What does a bot manager solution do?
A bot manager product allows good bots to access a web property, blocks bad bots, and helps website administrators manage their relationships with AI crawlers and tools. Cloudflare Bot Management uses machine learning and behavioral analysis of traffic across their entire network to detect bad bots while automatically and continually allowlisting good bots. With managed robots.txt, Cloudflare can automatically modify website robots.txt files to express website administrator preferences. And with Cloudflare's pay per crawl feature, Cloudflare empowers website administrators to allow or block specific AI crawlers, or even charge those crawlers' operators on a per-crawl basis.
FAQs
What is a "good" bot?
A good bot is a computer program that automates tasks over the Internet without being intentionally malicious or detrimental to websites. Examples include search engine crawlers that index web pages and help websites get traffic, copyright bots that find pirated content, and site monitoring bots that check for outages.
Why is it important to manage good bots?
A website's bot management strategy needs to distinguish between good and bad bots. It is important to allow good bots, like search engine crawlers, to access a site so that the site can appear in search results. At the same time, some good bots, like AI crawlers, can send a high volume of requests that might increase a site's bandwidth costs or exhaust its backend servers if they are not provided with direct instructions not to do so.

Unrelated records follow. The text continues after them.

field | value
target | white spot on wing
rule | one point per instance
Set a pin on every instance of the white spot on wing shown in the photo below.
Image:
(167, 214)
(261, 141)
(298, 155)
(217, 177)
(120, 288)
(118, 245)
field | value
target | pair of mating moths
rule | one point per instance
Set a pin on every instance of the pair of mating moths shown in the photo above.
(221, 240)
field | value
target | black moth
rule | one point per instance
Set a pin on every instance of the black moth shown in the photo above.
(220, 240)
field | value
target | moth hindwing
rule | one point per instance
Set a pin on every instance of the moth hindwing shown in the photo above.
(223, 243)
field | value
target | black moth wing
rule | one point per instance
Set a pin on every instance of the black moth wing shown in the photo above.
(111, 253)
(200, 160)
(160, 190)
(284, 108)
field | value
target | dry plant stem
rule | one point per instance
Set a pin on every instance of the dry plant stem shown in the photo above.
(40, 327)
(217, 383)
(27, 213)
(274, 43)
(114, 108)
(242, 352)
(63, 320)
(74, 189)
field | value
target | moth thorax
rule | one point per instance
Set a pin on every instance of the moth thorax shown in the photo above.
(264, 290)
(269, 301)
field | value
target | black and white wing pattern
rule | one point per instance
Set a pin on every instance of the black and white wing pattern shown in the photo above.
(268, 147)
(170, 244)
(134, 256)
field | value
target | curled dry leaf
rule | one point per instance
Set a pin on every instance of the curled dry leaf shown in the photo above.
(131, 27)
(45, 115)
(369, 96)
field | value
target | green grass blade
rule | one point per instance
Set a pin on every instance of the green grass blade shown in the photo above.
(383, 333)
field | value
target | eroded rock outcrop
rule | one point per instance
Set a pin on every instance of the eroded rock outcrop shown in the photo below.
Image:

What is a robots.txt file?
A robots.txt file is a text file on a web server that provides rules for bots. These rules can specify which pages bots are allowed to crawl, which links they can follow, and how often they can crawl a website. It is a starting point for good bot management, although some bots may disregard these rules.
How can I control which bots access my website?
Two common methods are allowlisting and blocklisting. An allowlist is like a guest list; it is a list of bots that are permitted to access your web property, and all others are blocked. A blocklist is the opposite; it is a list of specific bots that are denied access, while all others are allowed.
Is using an allowlist enough to keep bad bots out?
An allowlist is not always sufficient on its own. Bad bots can sometimes fake their identity to bypass the allowlist. Therefore, allowlists should be combined with other methods like behavioral analysis or machine learning to detect malicious bot activity.
How does a bot management solution help?
A bot management solution is designed to allow good bots, block bad bots, and help website owners manage their interactions with different types of crawlers. For example, Cloudflare Bot Management uses machine learning and behavioral analysis to detect bad bots while automatically maintaining an allowlist of verified good bots.